CBRE, a commercial real estate services firm, said in estimates released Thursday that US office vacancy will likely increase further next year, reaching a 19.8% vacancy rate, up from 12.1% at the end of 2019.
Getting employees back into offices hasn’t been easy for some employers. In some cases, employees are protesting return-to-office mandates, such as at X, the website formerly known as Twitter.
After a high-ranking X official said that “if you can physically make it to an office and you don’t show up, resignation accepted,” one worker in defiance reached out to his colleagues on Slack and and encouraged them not to resign but instead wait to get fired. (That employee got fired and then filed a complaint with the National Labor Relations Board.)
And since demand for office space will likely remain weak, building activity is expected to adjust accordingly.
“Office construction will slow to the lowest level since 2014, raising the prospect of a shortage of available Class-A space later in the year,” the firm said.
Treasury’s analysis said “codification of work-from-home in future employment agreements, continued increases in office space available for sublet, continued low actual worker occupancy of office space, downsizing of firms’ office space requirements in new leases, continued deterioration in the value of office REIT stocks, and increases in delinquencies and defaults in the office sector” are all signs that office buildings might just be spiraling into oblivion.
Biden’s top economist bets on soft landing as recession fears fade
President Joe Biden’s top economic adviser sounds increasingly confident that the American economy will avoid the recession that so many had penciled in, my colleague Matt Egan reports.
“Recent data certainly give more evidence that the width of the runway for a soft landing has gotten much bigger,” Lael Brainard, director of the National Economic Council, told reporters on Friday.
Squashing inflation without throwing the economy into recession is what’s called a “soft landing.” It’s something the Federal Reserve has only achieved once in the past 60 years, at least by most metrics. (Some research argues the central bank has done it more often.)
Brainard, previously the No. 2 official at the Federal Reserve, stopped short of outright saying a recession is not in the cards. But she pointed to a variety of metrics – cooling inflation, rising real wages, easing interest rates and a growing supply of workers – to make the case that a soft landing looks increasingly likely.
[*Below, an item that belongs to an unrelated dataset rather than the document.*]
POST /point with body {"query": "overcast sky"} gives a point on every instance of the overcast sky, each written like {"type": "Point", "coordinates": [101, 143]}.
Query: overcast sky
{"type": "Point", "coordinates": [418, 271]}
“Of course, there are always risks. There will always be risks. Right now, we can see geopolitical risks and there could be other risks,” Brainard said.
The White House official noted that, just a year ago, many economists thought a recession was inevitable.
Read more here.
Monday: The National Association of Home Builders releases its Housing Market Index for December. The Bank of Japan announces its latest monetary policy decision.
Tuesday: Earnings from FedEx and Ark Restaurants. The US Commerce Department reports housing starts and building permits in November. The UK’s Office for National Statistics releases November data on inflation.
Wednesday: Earnings from Cal-Maine Foods, Micron and General Mills. The Conference Board releases its December consumer survey. The National Association of Realtors reports existing-home sales in November.
Thursday: Earnings from Nike. The US Commerce Department releases its final estimate of third-quarter gross domestic product. The US Labor Department reports the number of jobless claims in the week ended December 16.
Friday: The US Commerce Department releases November data on household income, spending and the Federal Reserve’s preferred inflation gauge, in addition to new orders for durable goods. The University of Michigan releases its final reading of consumer sentiment in December. The US Commerce Department reports new home sales in November.